青梅市は古い街並みを生かした「昭和レトロの街」として観光客を集めてきた。その目玉となっていたのが懐かしい邦画、洋画の映画看板だ。市内唯一の映画看板絵師、久保板観(ばんかん)氏が描き、商店の外壁などに20枚の大型看板が掲げられていた。

看板は94年に最初に設置された。3年に1度ほど久保氏が新作を描き、掛け替えしていた。しかし、久保氏が今年2月に死去したことで新作の供給が停止。老朽化した看板の危険性なども指摘されていた。

9月の台風24号で数枚の看板が吹き飛んだことで、管理する住江町商店街振興組合が撤去を決断。21日までに作業を終了した。同組合副理事長の横川秀利さん(83)は「寂しい。平成の初めに看板の設置が始まり、平成の最後に役割を終えました」と感慨深げだった。

看板は消えても、レトロな街並みは残る。そこで同組合が新たな観光の目玉として考えているのが「猫」だ。もともと青梅は猫マニアから注目されていた。墨絵作家の有田ひろみ氏ら地元出身・在住のアーティストが街のあちこちに猫の絵やオブジェを展示。住吉神社の招き猫や赤塚不二夫記念館の「菊千代大明神」も癒やしスポットとして人気になっている。

8月には嵐の大野智(37)がプライベートで、オブジェが飾られた「猫かいぐり公園」や「にゃにゃまがり」(7つの曲がり角がある細い路地)などの名所を訪れ、ファンクラブ会報でそれを知った女性たちが今も青梅を訪れている。

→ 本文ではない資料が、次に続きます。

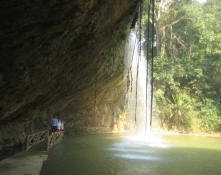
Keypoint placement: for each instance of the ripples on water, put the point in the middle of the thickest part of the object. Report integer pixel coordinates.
(119, 154)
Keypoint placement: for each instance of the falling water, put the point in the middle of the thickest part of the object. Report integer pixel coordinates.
(138, 119)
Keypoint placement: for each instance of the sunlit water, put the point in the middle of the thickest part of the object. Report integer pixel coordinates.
(119, 154)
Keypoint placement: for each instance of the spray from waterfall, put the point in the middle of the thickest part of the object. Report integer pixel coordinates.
(139, 90)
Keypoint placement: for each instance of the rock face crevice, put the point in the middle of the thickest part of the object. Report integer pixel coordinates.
(52, 60)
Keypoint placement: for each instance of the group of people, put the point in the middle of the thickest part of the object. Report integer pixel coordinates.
(56, 125)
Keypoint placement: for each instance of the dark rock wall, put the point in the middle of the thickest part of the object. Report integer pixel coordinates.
(53, 60)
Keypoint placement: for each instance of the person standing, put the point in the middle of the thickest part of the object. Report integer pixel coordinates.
(59, 126)
(62, 125)
(54, 123)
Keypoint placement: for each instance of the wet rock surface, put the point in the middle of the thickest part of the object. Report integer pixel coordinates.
(52, 62)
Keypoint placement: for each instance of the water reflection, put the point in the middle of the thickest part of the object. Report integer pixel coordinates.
(120, 154)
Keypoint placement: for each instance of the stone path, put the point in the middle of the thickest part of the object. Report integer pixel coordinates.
(28, 162)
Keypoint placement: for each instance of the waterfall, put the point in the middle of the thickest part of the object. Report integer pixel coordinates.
(138, 118)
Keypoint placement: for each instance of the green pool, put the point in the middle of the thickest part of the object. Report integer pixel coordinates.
(121, 154)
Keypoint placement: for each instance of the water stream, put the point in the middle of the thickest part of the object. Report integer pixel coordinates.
(120, 154)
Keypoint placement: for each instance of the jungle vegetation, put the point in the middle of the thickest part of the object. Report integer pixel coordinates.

青梅は古くから養蚕が盛んで、カイコや繭のサナギを食べるネズミを退治する動物として猫が飼われ、親しまれてきた。「今度は昭和レトロと猫の両輪で街を盛り上げていければ」と横川氏。街中に猫の絵やオブジェを展開したり、猫とアートの美術を建設するプランもあるという。【田口辰男】

◆青梅(おうめ)市 東京都西多摩地域最大の市で、人口約13万5000人。古くから青梅街道の宿場町として栄えた。90年代に入って、街道沿いの空き店舗を活用した街おこしがスタート。03年には漫画家の赤塚不二夫記念館が設立された。赤塚さんと青梅にゆかりはないが、若い頃に映画看板絵師をしていた赤塚さんが「映画看板の街」として売り出した青梅に興味を持ち、設立をOKしたという。